15 January 2009

The difference between baking powder and soda, and how to make the former from the latter

What you need to know and an even more thorough (and a bit technical) explanation here:

Both baking soda and baking powder are leaveners, which means they make cakes and muffins rise. So what's the difference?

Baking soda is pure sodium bicarbonate. Not only will baking soda fluff up your muffins, it can also put out a grease fire, clean your teeth and deodorize your carpet. When you cook with baking soda, you need to balance it out with an acid like lemon juice or buttermilk. Otherwise, your muffins may have a bitter, soapy flavor.

Baking powder, which usually comes in a can, is a combination of baking soda and a few other ingredients, most notably cream of tartar, a dry acid. Out of baking powder? Make your own by mixing one part baking soda with two parts cream of tartar.

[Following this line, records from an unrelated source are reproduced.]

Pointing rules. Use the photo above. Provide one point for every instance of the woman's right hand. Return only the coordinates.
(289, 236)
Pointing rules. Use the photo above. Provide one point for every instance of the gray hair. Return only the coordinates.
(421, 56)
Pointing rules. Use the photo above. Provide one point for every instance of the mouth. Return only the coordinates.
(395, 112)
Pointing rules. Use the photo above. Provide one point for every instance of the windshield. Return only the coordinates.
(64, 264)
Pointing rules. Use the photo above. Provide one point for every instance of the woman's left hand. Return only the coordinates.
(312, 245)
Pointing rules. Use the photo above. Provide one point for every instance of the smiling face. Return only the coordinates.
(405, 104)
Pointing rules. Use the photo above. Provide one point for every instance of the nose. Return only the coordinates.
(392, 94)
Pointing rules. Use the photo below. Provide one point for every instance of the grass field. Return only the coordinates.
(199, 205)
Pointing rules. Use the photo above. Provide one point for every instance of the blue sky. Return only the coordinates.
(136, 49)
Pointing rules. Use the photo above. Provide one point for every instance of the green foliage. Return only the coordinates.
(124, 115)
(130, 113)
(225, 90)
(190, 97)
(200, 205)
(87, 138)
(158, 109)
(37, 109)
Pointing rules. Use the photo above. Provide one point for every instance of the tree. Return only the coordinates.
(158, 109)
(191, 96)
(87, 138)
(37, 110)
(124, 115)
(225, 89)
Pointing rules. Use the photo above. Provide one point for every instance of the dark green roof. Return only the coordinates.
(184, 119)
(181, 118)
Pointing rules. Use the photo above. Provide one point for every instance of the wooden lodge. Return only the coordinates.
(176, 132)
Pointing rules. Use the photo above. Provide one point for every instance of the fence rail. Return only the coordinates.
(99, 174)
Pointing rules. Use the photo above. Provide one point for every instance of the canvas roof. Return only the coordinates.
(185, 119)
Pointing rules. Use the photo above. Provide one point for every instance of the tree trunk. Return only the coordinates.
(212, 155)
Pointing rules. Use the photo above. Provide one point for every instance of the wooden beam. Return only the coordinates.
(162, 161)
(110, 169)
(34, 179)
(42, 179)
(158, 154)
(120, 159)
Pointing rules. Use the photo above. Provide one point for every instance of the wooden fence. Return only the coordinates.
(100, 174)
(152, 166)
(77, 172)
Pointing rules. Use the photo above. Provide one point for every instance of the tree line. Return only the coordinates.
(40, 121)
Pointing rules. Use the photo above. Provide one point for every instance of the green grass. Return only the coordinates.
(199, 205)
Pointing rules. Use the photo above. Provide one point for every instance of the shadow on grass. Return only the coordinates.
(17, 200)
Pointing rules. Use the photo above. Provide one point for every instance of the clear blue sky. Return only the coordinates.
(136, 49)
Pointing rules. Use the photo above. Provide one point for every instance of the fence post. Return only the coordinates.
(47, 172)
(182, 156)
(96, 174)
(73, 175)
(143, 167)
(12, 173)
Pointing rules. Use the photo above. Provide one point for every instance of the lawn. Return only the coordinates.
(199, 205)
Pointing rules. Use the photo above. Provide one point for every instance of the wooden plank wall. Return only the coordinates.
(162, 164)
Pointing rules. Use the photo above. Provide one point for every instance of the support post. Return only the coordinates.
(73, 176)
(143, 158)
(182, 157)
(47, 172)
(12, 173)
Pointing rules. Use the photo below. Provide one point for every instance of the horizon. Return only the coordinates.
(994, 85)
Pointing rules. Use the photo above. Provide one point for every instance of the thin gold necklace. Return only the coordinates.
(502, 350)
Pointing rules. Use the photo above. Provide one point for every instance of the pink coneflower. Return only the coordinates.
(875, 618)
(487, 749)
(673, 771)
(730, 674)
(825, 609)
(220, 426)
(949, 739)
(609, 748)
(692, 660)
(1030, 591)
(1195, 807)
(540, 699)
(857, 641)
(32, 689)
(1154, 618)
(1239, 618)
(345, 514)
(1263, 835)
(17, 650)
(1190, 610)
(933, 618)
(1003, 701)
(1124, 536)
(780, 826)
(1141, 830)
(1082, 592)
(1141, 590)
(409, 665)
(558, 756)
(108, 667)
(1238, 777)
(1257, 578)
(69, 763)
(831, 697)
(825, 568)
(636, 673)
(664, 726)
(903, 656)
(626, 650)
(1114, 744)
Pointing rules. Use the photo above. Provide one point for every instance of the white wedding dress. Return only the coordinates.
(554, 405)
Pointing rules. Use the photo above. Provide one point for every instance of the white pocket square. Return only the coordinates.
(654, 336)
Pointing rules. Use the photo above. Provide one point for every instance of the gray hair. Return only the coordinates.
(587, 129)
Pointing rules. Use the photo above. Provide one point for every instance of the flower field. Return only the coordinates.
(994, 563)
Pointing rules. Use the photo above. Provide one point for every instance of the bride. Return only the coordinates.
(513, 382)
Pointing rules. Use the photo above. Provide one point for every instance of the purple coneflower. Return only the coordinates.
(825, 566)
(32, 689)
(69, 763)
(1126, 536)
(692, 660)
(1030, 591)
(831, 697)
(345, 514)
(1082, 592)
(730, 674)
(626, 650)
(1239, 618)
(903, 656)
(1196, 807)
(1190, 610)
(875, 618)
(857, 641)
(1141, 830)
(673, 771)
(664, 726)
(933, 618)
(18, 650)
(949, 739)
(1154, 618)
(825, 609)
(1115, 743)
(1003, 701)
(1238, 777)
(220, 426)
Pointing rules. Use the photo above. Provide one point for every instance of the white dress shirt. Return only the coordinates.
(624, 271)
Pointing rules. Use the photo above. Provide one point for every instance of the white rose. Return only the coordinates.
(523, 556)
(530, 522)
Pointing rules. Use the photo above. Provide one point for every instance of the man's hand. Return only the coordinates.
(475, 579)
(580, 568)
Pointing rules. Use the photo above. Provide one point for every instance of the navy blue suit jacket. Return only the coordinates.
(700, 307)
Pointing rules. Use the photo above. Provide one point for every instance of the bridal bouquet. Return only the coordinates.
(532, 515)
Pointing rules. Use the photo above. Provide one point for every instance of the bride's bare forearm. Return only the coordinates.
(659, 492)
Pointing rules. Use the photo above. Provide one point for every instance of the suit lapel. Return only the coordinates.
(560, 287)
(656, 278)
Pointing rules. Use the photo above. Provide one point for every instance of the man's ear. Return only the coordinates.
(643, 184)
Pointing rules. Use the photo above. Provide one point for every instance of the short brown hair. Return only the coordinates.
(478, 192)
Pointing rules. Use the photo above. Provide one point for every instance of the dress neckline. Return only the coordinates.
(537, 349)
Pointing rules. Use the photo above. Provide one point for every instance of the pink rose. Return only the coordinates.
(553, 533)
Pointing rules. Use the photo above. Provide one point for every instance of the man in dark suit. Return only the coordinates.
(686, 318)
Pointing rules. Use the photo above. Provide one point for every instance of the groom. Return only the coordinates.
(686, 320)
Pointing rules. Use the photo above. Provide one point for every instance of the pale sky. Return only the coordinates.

Here in Germany I have been told that one can find cream of tartar, or weinsaure at the Apotheke, although I have not tried it yet. Baking soda and baking powder are best found, here in Berlin, at my local Lebanese market, where I can get it in large packets, as opposed to the 1 T packets sold in the German supermarkets. Warning: baking powder here is not double reactive. For me, that means that the mix should go in the oven as soon as possible after hitting fluid.


Franky said...

2nd try:
My gf is american, too. She also has problems to find stuff she is used to from the US like vanilla extract, tapioka, Toll House morsels, etc. Recently I found this in a grocery store here. It might help you. Have a nice time in Germany. I know my fellow countrymen can be a little grumpy sometimes. Sorry for that.


G in Berlin said...

Hi Franky, Thanks for stopping by. Amusingly enough, the Dr. Oetker empire is based on baking powder, as he invented the German (single reactive) form of it. It is easily found (along with Haus Natron- baking soda) in German markets in 1 T packets. mericans use far more of it, and the single action produces poor results that must be offset by using more, and more quickly, than the double action. I bring it from the States (with molasses and Louisiana hot sauce.)
However, tapioca is easily found here as well, in Asian markets (and I see it at Kaufland too. Toll house is not.But then you can chunk real bittersweet chocolate for cookies if you want.
Vanilla extract is easily made, by putting 8 0r 9 vanilla beans in a jar of vodka. I'll be doing a post on that (with pictures) this week as I just picked up vanilla beans in London.